Hello Shailesh,

      Give distcp a shot. It runs a MR for copying data from source to destination, so the data can be copied parallely.

    Mohammad Tariq

On Wed, Sep 5, 2012 at 7:44 PM, Shailesh Dargude <Shailesh_Dargude@symantec.com> wrote:

Sorry Prabhu for hijacking this discussion a bit..  I wonder , what is the best practice to load the data in HDFS in general.
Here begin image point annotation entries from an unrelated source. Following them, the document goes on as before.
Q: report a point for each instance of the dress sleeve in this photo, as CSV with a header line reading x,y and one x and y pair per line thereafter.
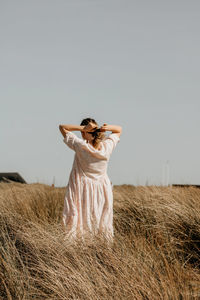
x,y
111,142
72,141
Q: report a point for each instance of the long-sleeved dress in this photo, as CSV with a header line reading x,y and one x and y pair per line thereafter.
x,y
88,203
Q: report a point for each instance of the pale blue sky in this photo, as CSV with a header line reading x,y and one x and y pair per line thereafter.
x,y
132,63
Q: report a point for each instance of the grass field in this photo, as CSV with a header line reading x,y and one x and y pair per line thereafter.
x,y
155,254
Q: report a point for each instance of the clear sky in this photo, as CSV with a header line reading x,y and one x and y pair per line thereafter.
x,y
132,63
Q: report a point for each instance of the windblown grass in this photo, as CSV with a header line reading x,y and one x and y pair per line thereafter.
x,y
155,254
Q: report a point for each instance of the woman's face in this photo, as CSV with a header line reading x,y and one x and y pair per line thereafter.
x,y
87,136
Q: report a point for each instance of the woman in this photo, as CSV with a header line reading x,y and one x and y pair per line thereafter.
x,y
88,203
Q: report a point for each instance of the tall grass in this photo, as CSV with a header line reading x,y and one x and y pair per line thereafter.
x,y
155,253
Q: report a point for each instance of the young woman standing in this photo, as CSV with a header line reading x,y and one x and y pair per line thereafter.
x,y
88,203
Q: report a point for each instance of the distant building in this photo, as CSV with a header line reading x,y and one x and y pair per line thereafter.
x,y
9,177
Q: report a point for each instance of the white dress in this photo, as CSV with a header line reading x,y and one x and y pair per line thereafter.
x,y
88,203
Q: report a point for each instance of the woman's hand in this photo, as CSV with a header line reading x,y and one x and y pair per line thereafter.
x,y
90,127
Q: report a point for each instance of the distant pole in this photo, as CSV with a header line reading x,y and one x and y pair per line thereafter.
x,y
53,184
166,174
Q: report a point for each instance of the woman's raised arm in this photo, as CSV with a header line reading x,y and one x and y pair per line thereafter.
x,y
68,127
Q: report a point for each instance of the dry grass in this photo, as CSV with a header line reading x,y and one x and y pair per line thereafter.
x,y
155,254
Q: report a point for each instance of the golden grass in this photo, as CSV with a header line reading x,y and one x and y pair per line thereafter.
x,y
155,254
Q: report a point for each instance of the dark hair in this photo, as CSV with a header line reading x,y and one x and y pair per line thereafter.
x,y
98,135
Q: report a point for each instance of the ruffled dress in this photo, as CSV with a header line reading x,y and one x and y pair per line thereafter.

Considering the size of the data ( many times its in gbs or TBs generally),   how are storage  and time constraints handled.


If anybody  can share your experiences or best practice it would great!




From: Chen He [mailto:airbots@gmail.com]
Sent: Wednesday, September 05, 2012 7:34 PM
To: user@hadoop.apache.org
Subject: Re: One petabyte of data loading into HDFS with in 10 min.


If it is not a single file, you can upload them using multiple threads to HDFS.

On Wed, Sep 5, 2012 at 7:21 AM, prabhu K <prabhu.hadoop@gmail.com> wrote:

Hi Users,


Please clarify the below questions.


1. With in 10 minutes one petabyte of data load into HDFS/HIVE , how many slave (Data Nodes) machines required.


2. With in 10 minutes one petabyte of data load into HDFS/HIVE, what is the configuration setup for cloud computing.


Please suggest and help me on this.